Membership of these professional bodies is essential, but not enough in itself. There also needs to be a right ‘fit’ with the therapist, as studies have shown the therapeutic relationship is considered to be the most significant factor in achieving positive therapeutic change.
In 2001, a comprehensive research summary published in the journal Psychotherapy found that a strong therapeutic alliance was more closely correlated with positive client outcomes than any specific treatment interventions.
Yes, the type / model of theory of practice of the therapist is important, for example CBT, Person-Centred etc, however as mentioned above it is the relationship between you and your counsellor that is paramount. It makes sense; if I did not feel warmth, supported and safe in the company of someone I would not want to share / explore my thoughts, feelings and beliefs.

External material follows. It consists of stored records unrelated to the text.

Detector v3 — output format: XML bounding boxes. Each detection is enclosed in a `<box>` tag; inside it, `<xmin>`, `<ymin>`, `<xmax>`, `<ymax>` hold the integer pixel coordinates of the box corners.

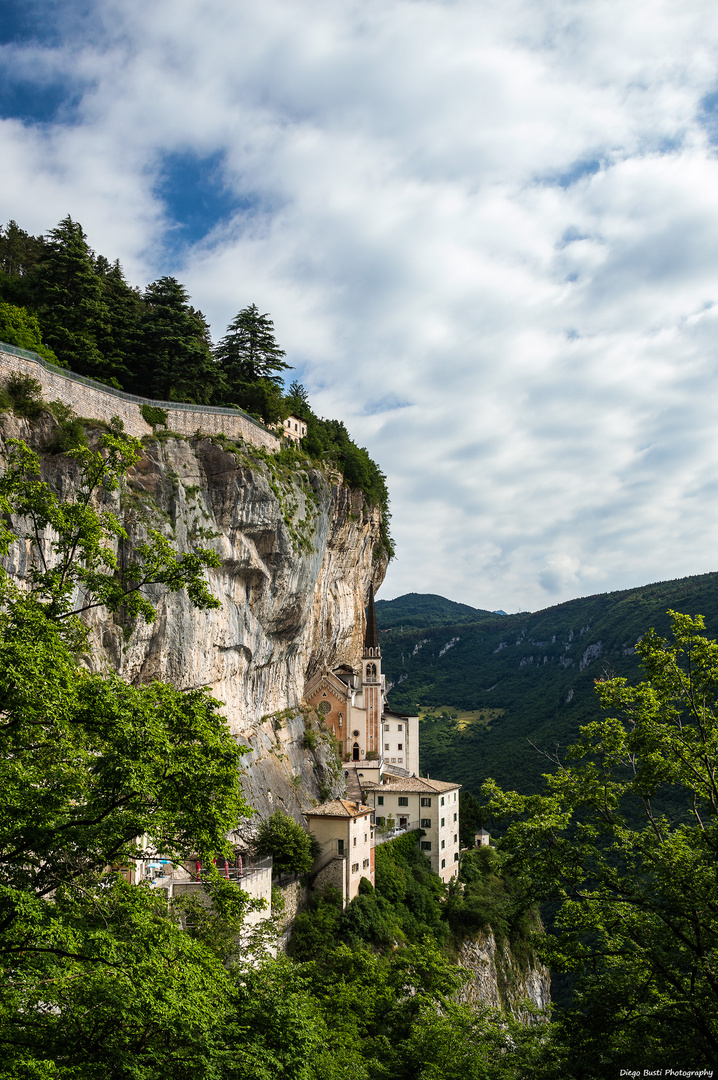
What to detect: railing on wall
<box><xmin>0</xmin><ymin>341</ymin><xmax>276</xmax><ymax>437</ymax></box>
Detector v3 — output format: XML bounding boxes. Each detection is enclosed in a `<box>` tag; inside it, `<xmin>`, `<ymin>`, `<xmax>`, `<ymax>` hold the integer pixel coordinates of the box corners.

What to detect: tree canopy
<box><xmin>0</xmin><ymin>215</ymin><xmax>393</xmax><ymax>557</ymax></box>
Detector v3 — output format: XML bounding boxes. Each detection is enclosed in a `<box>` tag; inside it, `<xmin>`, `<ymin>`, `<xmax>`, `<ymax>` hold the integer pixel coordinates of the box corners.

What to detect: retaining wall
<box><xmin>0</xmin><ymin>341</ymin><xmax>281</xmax><ymax>453</ymax></box>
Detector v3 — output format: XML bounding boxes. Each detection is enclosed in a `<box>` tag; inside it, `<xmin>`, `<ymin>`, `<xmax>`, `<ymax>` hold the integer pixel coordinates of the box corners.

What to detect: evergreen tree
<box><xmin>0</xmin><ymin>301</ymin><xmax>57</xmax><ymax>364</ymax></box>
<box><xmin>215</xmin><ymin>303</ymin><xmax>290</xmax><ymax>388</ymax></box>
<box><xmin>95</xmin><ymin>255</ymin><xmax>142</xmax><ymax>394</ymax></box>
<box><xmin>0</xmin><ymin>220</ymin><xmax>44</xmax><ymax>278</ymax></box>
<box><xmin>137</xmin><ymin>278</ymin><xmax>220</xmax><ymax>404</ymax></box>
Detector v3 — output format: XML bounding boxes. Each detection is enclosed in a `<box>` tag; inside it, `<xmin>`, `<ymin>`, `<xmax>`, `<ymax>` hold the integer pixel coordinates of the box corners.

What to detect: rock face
<box><xmin>0</xmin><ymin>415</ymin><xmax>385</xmax><ymax>833</ymax></box>
<box><xmin>458</xmin><ymin>930</ymin><xmax>551</xmax><ymax>1023</ymax></box>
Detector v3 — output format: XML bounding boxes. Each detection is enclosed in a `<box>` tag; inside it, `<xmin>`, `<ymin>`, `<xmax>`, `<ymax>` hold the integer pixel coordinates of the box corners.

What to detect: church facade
<box><xmin>304</xmin><ymin>586</ymin><xmax>419</xmax><ymax>783</ymax></box>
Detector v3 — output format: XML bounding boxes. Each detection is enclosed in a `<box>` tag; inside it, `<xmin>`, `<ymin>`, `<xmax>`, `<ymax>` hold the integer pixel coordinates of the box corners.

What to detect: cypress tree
<box><xmin>36</xmin><ymin>215</ymin><xmax>109</xmax><ymax>379</ymax></box>
<box><xmin>138</xmin><ymin>278</ymin><xmax>220</xmax><ymax>404</ymax></box>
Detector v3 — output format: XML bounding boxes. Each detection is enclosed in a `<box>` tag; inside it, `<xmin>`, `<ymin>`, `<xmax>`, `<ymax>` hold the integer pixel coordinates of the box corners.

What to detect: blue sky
<box><xmin>0</xmin><ymin>0</ymin><xmax>718</xmax><ymax>610</ymax></box>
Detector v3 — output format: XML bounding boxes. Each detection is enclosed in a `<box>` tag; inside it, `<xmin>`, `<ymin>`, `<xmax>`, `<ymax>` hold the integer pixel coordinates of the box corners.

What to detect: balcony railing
<box><xmin>374</xmin><ymin>821</ymin><xmax>423</xmax><ymax>847</ymax></box>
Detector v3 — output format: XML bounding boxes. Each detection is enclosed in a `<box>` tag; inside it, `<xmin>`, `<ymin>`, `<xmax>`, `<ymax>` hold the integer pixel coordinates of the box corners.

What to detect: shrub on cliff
<box><xmin>255</xmin><ymin>810</ymin><xmax>319</xmax><ymax>874</ymax></box>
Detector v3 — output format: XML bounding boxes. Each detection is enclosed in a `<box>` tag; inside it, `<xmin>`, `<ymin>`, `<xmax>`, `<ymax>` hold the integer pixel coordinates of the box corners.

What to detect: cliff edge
<box><xmin>0</xmin><ymin>414</ymin><xmax>387</xmax><ymax>836</ymax></box>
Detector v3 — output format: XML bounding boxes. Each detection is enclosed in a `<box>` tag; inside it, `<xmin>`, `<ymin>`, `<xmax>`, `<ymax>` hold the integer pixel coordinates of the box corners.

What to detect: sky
<box><xmin>0</xmin><ymin>0</ymin><xmax>718</xmax><ymax>612</ymax></box>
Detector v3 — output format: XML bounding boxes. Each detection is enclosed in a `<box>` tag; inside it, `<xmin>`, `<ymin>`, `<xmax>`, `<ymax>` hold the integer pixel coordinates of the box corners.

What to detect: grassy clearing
<box><xmin>419</xmin><ymin>705</ymin><xmax>505</xmax><ymax>731</ymax></box>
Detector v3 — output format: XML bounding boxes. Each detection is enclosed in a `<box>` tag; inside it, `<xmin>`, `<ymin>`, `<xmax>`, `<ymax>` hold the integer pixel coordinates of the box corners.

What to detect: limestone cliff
<box><xmin>0</xmin><ymin>414</ymin><xmax>385</xmax><ymax>833</ymax></box>
<box><xmin>457</xmin><ymin>930</ymin><xmax>551</xmax><ymax>1023</ymax></box>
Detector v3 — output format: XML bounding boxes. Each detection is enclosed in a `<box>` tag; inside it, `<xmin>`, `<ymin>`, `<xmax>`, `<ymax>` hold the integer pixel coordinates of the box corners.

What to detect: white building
<box><xmin>304</xmin><ymin>799</ymin><xmax>374</xmax><ymax>907</ymax></box>
<box><xmin>366</xmin><ymin>777</ymin><xmax>461</xmax><ymax>882</ymax></box>
<box><xmin>304</xmin><ymin>586</ymin><xmax>419</xmax><ymax>783</ymax></box>
<box><xmin>282</xmin><ymin>416</ymin><xmax>307</xmax><ymax>443</ymax></box>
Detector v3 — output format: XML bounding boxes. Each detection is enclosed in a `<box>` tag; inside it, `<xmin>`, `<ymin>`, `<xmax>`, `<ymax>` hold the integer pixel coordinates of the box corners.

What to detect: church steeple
<box><xmin>364</xmin><ymin>582</ymin><xmax>381</xmax><ymax>657</ymax></box>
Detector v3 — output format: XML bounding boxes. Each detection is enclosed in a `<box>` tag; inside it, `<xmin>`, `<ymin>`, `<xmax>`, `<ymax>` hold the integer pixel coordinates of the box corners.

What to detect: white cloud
<box><xmin>0</xmin><ymin>0</ymin><xmax>718</xmax><ymax>610</ymax></box>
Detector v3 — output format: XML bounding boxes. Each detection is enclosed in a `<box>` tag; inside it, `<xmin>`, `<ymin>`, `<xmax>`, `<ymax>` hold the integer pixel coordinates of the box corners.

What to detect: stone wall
<box><xmin>0</xmin><ymin>342</ymin><xmax>281</xmax><ymax>453</ymax></box>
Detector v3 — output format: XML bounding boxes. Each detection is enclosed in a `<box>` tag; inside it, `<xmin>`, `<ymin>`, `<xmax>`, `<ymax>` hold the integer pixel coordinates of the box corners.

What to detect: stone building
<box><xmin>365</xmin><ymin>775</ymin><xmax>461</xmax><ymax>883</ymax></box>
<box><xmin>304</xmin><ymin>799</ymin><xmax>374</xmax><ymax>907</ymax></box>
<box><xmin>304</xmin><ymin>585</ymin><xmax>419</xmax><ymax>783</ymax></box>
<box><xmin>282</xmin><ymin>416</ymin><xmax>307</xmax><ymax>444</ymax></box>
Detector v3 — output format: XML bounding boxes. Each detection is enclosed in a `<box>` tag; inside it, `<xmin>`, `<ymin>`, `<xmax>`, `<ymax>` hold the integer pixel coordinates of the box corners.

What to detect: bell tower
<box><xmin>362</xmin><ymin>583</ymin><xmax>383</xmax><ymax>760</ymax></box>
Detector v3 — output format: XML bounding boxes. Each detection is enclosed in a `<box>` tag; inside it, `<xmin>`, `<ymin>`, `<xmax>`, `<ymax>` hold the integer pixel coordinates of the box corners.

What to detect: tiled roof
<box><xmin>304</xmin><ymin>799</ymin><xmax>371</xmax><ymax>818</ymax></box>
<box><xmin>363</xmin><ymin>774</ymin><xmax>462</xmax><ymax>795</ymax></box>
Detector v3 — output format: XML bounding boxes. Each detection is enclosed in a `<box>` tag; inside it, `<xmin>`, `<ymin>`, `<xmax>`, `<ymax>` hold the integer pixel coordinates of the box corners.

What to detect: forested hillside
<box><xmin>0</xmin><ymin>216</ymin><xmax>393</xmax><ymax>556</ymax></box>
<box><xmin>384</xmin><ymin>573</ymin><xmax>718</xmax><ymax>794</ymax></box>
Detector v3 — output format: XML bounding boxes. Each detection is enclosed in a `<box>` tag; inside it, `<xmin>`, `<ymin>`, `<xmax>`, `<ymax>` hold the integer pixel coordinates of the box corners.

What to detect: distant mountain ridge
<box><xmin>377</xmin><ymin>593</ymin><xmax>496</xmax><ymax>632</ymax></box>
<box><xmin>377</xmin><ymin>572</ymin><xmax>718</xmax><ymax>794</ymax></box>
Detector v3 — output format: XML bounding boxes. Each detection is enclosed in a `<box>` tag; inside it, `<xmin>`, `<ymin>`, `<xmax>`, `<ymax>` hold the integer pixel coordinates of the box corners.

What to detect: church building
<box><xmin>304</xmin><ymin>585</ymin><xmax>419</xmax><ymax>783</ymax></box>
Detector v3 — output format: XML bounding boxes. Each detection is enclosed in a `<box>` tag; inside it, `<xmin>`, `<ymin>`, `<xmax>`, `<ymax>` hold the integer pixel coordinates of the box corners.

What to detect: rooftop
<box><xmin>363</xmin><ymin>773</ymin><xmax>462</xmax><ymax>795</ymax></box>
<box><xmin>304</xmin><ymin>799</ymin><xmax>371</xmax><ymax>818</ymax></box>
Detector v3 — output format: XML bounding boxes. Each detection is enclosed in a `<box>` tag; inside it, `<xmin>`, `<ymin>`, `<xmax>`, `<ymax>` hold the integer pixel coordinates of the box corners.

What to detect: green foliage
<box><xmin>377</xmin><ymin>573</ymin><xmax>718</xmax><ymax>803</ymax></box>
<box><xmin>0</xmin><ymin>217</ymin><xmax>394</xmax><ymax>559</ymax></box>
<box><xmin>33</xmin><ymin>215</ymin><xmax>109</xmax><ymax>377</ymax></box>
<box><xmin>0</xmin><ymin>426</ymin><xmax>250</xmax><ymax>1080</ymax></box>
<box><xmin>214</xmin><ymin>303</ymin><xmax>289</xmax><ymax>392</ymax></box>
<box><xmin>459</xmin><ymin>792</ymin><xmax>484</xmax><ymax>848</ymax></box>
<box><xmin>255</xmin><ymin>810</ymin><xmax>317</xmax><ymax>874</ymax></box>
<box><xmin>0</xmin><ymin>432</ymin><xmax>219</xmax><ymax>631</ymax></box>
<box><xmin>0</xmin><ymin>302</ymin><xmax>57</xmax><ymax>364</ymax></box>
<box><xmin>139</xmin><ymin>404</ymin><xmax>168</xmax><ymax>428</ymax></box>
<box><xmin>486</xmin><ymin>612</ymin><xmax>718</xmax><ymax>1077</ymax></box>
<box><xmin>45</xmin><ymin>402</ymin><xmax>89</xmax><ymax>454</ymax></box>
<box><xmin>140</xmin><ymin>278</ymin><xmax>220</xmax><ymax>404</ymax></box>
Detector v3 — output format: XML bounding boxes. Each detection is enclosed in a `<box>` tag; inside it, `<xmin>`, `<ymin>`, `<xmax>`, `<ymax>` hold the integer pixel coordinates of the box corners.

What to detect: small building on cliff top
<box><xmin>304</xmin><ymin>585</ymin><xmax>419</xmax><ymax>783</ymax></box>
<box><xmin>304</xmin><ymin>799</ymin><xmax>374</xmax><ymax>907</ymax></box>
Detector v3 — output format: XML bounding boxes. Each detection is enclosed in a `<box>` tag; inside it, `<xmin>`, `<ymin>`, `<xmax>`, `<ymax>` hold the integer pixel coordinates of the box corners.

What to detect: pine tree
<box><xmin>138</xmin><ymin>278</ymin><xmax>220</xmax><ymax>404</ymax></box>
<box><xmin>215</xmin><ymin>303</ymin><xmax>290</xmax><ymax>387</ymax></box>
<box><xmin>36</xmin><ymin>215</ymin><xmax>109</xmax><ymax>379</ymax></box>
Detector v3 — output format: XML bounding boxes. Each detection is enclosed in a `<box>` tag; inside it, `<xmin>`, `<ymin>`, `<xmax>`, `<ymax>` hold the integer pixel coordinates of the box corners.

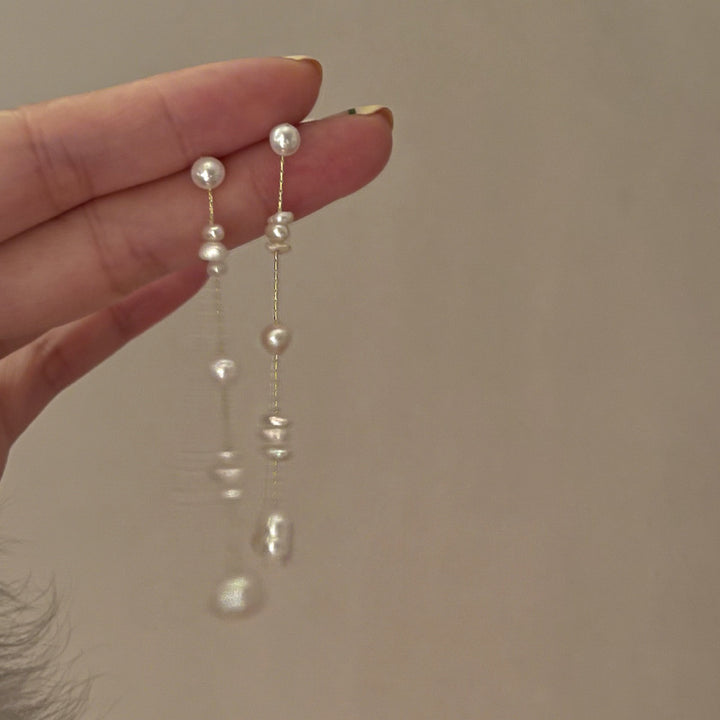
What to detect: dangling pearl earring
<box><xmin>190</xmin><ymin>157</ymin><xmax>263</xmax><ymax>615</ymax></box>
<box><xmin>252</xmin><ymin>123</ymin><xmax>300</xmax><ymax>563</ymax></box>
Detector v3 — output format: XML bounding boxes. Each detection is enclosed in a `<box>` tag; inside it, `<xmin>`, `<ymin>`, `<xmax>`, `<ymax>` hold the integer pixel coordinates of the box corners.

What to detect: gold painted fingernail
<box><xmin>347</xmin><ymin>105</ymin><xmax>395</xmax><ymax>129</ymax></box>
<box><xmin>284</xmin><ymin>55</ymin><xmax>322</xmax><ymax>75</ymax></box>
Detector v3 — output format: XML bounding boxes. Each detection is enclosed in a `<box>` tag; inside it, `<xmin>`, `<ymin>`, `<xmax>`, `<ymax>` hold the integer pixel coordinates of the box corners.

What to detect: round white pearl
<box><xmin>213</xmin><ymin>573</ymin><xmax>264</xmax><ymax>615</ymax></box>
<box><xmin>260</xmin><ymin>427</ymin><xmax>288</xmax><ymax>445</ymax></box>
<box><xmin>265</xmin><ymin>223</ymin><xmax>290</xmax><ymax>240</ymax></box>
<box><xmin>210</xmin><ymin>358</ymin><xmax>237</xmax><ymax>384</ymax></box>
<box><xmin>260</xmin><ymin>323</ymin><xmax>291</xmax><ymax>355</ymax></box>
<box><xmin>268</xmin><ymin>210</ymin><xmax>295</xmax><ymax>225</ymax></box>
<box><xmin>207</xmin><ymin>263</ymin><xmax>227</xmax><ymax>277</ymax></box>
<box><xmin>190</xmin><ymin>157</ymin><xmax>225</xmax><ymax>190</ymax></box>
<box><xmin>202</xmin><ymin>224</ymin><xmax>225</xmax><ymax>242</ymax></box>
<box><xmin>270</xmin><ymin>123</ymin><xmax>300</xmax><ymax>157</ymax></box>
<box><xmin>198</xmin><ymin>242</ymin><xmax>227</xmax><ymax>262</ymax></box>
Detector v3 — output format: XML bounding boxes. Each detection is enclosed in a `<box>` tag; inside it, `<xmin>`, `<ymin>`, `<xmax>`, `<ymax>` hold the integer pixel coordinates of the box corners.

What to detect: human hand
<box><xmin>0</xmin><ymin>58</ymin><xmax>391</xmax><ymax>473</ymax></box>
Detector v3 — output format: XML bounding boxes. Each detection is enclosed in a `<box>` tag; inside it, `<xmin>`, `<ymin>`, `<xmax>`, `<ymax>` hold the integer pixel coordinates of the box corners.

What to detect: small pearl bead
<box><xmin>263</xmin><ymin>445</ymin><xmax>290</xmax><ymax>460</ymax></box>
<box><xmin>268</xmin><ymin>210</ymin><xmax>295</xmax><ymax>225</ymax></box>
<box><xmin>213</xmin><ymin>573</ymin><xmax>264</xmax><ymax>615</ymax></box>
<box><xmin>270</xmin><ymin>123</ymin><xmax>300</xmax><ymax>157</ymax></box>
<box><xmin>210</xmin><ymin>358</ymin><xmax>237</xmax><ymax>384</ymax></box>
<box><xmin>260</xmin><ymin>427</ymin><xmax>288</xmax><ymax>445</ymax></box>
<box><xmin>252</xmin><ymin>510</ymin><xmax>293</xmax><ymax>563</ymax></box>
<box><xmin>208</xmin><ymin>450</ymin><xmax>243</xmax><ymax>500</ymax></box>
<box><xmin>260</xmin><ymin>323</ymin><xmax>290</xmax><ymax>355</ymax></box>
<box><xmin>198</xmin><ymin>242</ymin><xmax>227</xmax><ymax>262</ymax></box>
<box><xmin>207</xmin><ymin>263</ymin><xmax>227</xmax><ymax>277</ymax></box>
<box><xmin>262</xmin><ymin>413</ymin><xmax>290</xmax><ymax>427</ymax></box>
<box><xmin>202</xmin><ymin>225</ymin><xmax>225</xmax><ymax>242</ymax></box>
<box><xmin>265</xmin><ymin>223</ymin><xmax>290</xmax><ymax>240</ymax></box>
<box><xmin>190</xmin><ymin>157</ymin><xmax>225</xmax><ymax>190</ymax></box>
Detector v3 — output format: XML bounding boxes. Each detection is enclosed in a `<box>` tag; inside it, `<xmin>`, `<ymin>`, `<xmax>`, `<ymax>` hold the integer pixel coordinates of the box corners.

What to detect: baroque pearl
<box><xmin>207</xmin><ymin>262</ymin><xmax>227</xmax><ymax>277</ymax></box>
<box><xmin>198</xmin><ymin>242</ymin><xmax>227</xmax><ymax>262</ymax></box>
<box><xmin>265</xmin><ymin>223</ymin><xmax>290</xmax><ymax>241</ymax></box>
<box><xmin>208</xmin><ymin>450</ymin><xmax>243</xmax><ymax>500</ymax></box>
<box><xmin>263</xmin><ymin>445</ymin><xmax>290</xmax><ymax>460</ymax></box>
<box><xmin>202</xmin><ymin>223</ymin><xmax>225</xmax><ymax>242</ymax></box>
<box><xmin>213</xmin><ymin>572</ymin><xmax>264</xmax><ymax>616</ymax></box>
<box><xmin>262</xmin><ymin>412</ymin><xmax>290</xmax><ymax>427</ymax></box>
<box><xmin>190</xmin><ymin>157</ymin><xmax>225</xmax><ymax>190</ymax></box>
<box><xmin>260</xmin><ymin>427</ymin><xmax>288</xmax><ymax>445</ymax></box>
<box><xmin>260</xmin><ymin>323</ymin><xmax>291</xmax><ymax>355</ymax></box>
<box><xmin>210</xmin><ymin>358</ymin><xmax>237</xmax><ymax>384</ymax></box>
<box><xmin>268</xmin><ymin>210</ymin><xmax>295</xmax><ymax>225</ymax></box>
<box><xmin>270</xmin><ymin>123</ymin><xmax>300</xmax><ymax>157</ymax></box>
<box><xmin>251</xmin><ymin>509</ymin><xmax>293</xmax><ymax>563</ymax></box>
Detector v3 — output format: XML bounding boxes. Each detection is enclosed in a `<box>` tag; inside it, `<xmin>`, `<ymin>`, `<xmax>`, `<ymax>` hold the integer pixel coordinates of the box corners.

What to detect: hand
<box><xmin>0</xmin><ymin>58</ymin><xmax>391</xmax><ymax>473</ymax></box>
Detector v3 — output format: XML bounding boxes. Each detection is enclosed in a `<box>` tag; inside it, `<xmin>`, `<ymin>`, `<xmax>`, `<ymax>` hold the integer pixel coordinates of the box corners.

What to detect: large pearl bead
<box><xmin>260</xmin><ymin>323</ymin><xmax>291</xmax><ymax>355</ymax></box>
<box><xmin>190</xmin><ymin>157</ymin><xmax>225</xmax><ymax>190</ymax></box>
<box><xmin>270</xmin><ymin>123</ymin><xmax>300</xmax><ymax>157</ymax></box>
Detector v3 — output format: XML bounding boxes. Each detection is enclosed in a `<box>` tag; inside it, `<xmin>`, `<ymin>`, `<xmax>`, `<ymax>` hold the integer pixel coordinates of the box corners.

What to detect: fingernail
<box><xmin>347</xmin><ymin>105</ymin><xmax>395</xmax><ymax>129</ymax></box>
<box><xmin>284</xmin><ymin>55</ymin><xmax>322</xmax><ymax>75</ymax></box>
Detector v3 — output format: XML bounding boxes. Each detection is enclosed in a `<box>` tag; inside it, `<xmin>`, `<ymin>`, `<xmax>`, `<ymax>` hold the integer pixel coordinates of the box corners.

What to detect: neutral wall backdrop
<box><xmin>0</xmin><ymin>0</ymin><xmax>720</xmax><ymax>720</ymax></box>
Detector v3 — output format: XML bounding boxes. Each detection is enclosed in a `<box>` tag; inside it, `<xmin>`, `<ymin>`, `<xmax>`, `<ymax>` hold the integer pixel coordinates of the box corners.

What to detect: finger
<box><xmin>0</xmin><ymin>58</ymin><xmax>321</xmax><ymax>240</ymax></box>
<box><xmin>0</xmin><ymin>115</ymin><xmax>392</xmax><ymax>339</ymax></box>
<box><xmin>0</xmin><ymin>262</ymin><xmax>207</xmax><ymax>444</ymax></box>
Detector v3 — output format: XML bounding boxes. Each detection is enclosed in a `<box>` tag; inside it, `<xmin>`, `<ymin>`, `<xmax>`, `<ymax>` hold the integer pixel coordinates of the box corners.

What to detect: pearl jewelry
<box><xmin>252</xmin><ymin>509</ymin><xmax>293</xmax><ymax>563</ymax></box>
<box><xmin>270</xmin><ymin>123</ymin><xmax>300</xmax><ymax>157</ymax></box>
<box><xmin>207</xmin><ymin>263</ymin><xmax>227</xmax><ymax>277</ymax></box>
<box><xmin>262</xmin><ymin>413</ymin><xmax>290</xmax><ymax>427</ymax></box>
<box><xmin>260</xmin><ymin>323</ymin><xmax>291</xmax><ymax>355</ymax></box>
<box><xmin>263</xmin><ymin>445</ymin><xmax>290</xmax><ymax>460</ymax></box>
<box><xmin>260</xmin><ymin>427</ymin><xmax>288</xmax><ymax>445</ymax></box>
<box><xmin>208</xmin><ymin>450</ymin><xmax>243</xmax><ymax>500</ymax></box>
<box><xmin>265</xmin><ymin>242</ymin><xmax>292</xmax><ymax>255</ymax></box>
<box><xmin>190</xmin><ymin>157</ymin><xmax>264</xmax><ymax>616</ymax></box>
<box><xmin>265</xmin><ymin>223</ymin><xmax>290</xmax><ymax>241</ymax></box>
<box><xmin>202</xmin><ymin>223</ymin><xmax>225</xmax><ymax>242</ymax></box>
<box><xmin>210</xmin><ymin>358</ymin><xmax>237</xmax><ymax>383</ymax></box>
<box><xmin>268</xmin><ymin>210</ymin><xmax>295</xmax><ymax>225</ymax></box>
<box><xmin>198</xmin><ymin>242</ymin><xmax>227</xmax><ymax>262</ymax></box>
<box><xmin>214</xmin><ymin>573</ymin><xmax>264</xmax><ymax>615</ymax></box>
<box><xmin>190</xmin><ymin>157</ymin><xmax>225</xmax><ymax>190</ymax></box>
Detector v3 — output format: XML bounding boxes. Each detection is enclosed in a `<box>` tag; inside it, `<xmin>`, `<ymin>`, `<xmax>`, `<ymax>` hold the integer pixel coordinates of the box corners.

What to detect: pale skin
<box><xmin>0</xmin><ymin>58</ymin><xmax>392</xmax><ymax>472</ymax></box>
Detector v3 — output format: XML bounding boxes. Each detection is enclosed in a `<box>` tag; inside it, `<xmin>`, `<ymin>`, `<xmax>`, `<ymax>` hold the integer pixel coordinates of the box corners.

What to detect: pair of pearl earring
<box><xmin>190</xmin><ymin>123</ymin><xmax>300</xmax><ymax>615</ymax></box>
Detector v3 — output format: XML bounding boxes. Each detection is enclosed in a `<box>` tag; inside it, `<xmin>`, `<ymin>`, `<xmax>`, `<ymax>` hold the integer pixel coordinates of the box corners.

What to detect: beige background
<box><xmin>0</xmin><ymin>0</ymin><xmax>720</xmax><ymax>720</ymax></box>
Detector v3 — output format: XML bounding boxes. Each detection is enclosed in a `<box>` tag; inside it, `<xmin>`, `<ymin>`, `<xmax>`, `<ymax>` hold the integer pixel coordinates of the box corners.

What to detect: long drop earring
<box><xmin>190</xmin><ymin>157</ymin><xmax>263</xmax><ymax>615</ymax></box>
<box><xmin>251</xmin><ymin>123</ymin><xmax>300</xmax><ymax>564</ymax></box>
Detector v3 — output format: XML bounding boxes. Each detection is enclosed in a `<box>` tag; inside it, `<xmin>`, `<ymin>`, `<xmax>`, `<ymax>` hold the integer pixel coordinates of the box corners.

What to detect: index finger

Counselling should provide the client with an open and safe setting that emphasizes self-exploration and change without the client feeling the need to censor or conform.
Have you ever experienced being in a group for people and being drawn to one person in particular, with no necessary rhyme or reason, you just click? In my opinion your ‘gut instinct’ can be a good indicator.
There are many counselling directories where therapists have profiles and links to their website, often with a photo. When looking at these be aware of what you think and feel. Do they come across to you as friendly and warm? Do they look professional? Do they seem like someone you could talk to about sensitive things? ‘A picture can paint a thousand words….’
If you feel drawn to more than one counsellor it would be perfectly fine to meet or communicate with more than one before you decide. However, to meet them in person maybe expensive so ask if you can have a chat over the phone first to gain a sense of them. Many therapists now offer reduced price initial consultations or free phone consultations.
And lastly, the relationship between counsellor and client is a collaborative one. Effective counselling is a two way street. It takes time, energy and effort by both the person receiving counselling and the therapist.
(Please note, the words ‘therapist’ and ‘counsellor’ are used interchangeably).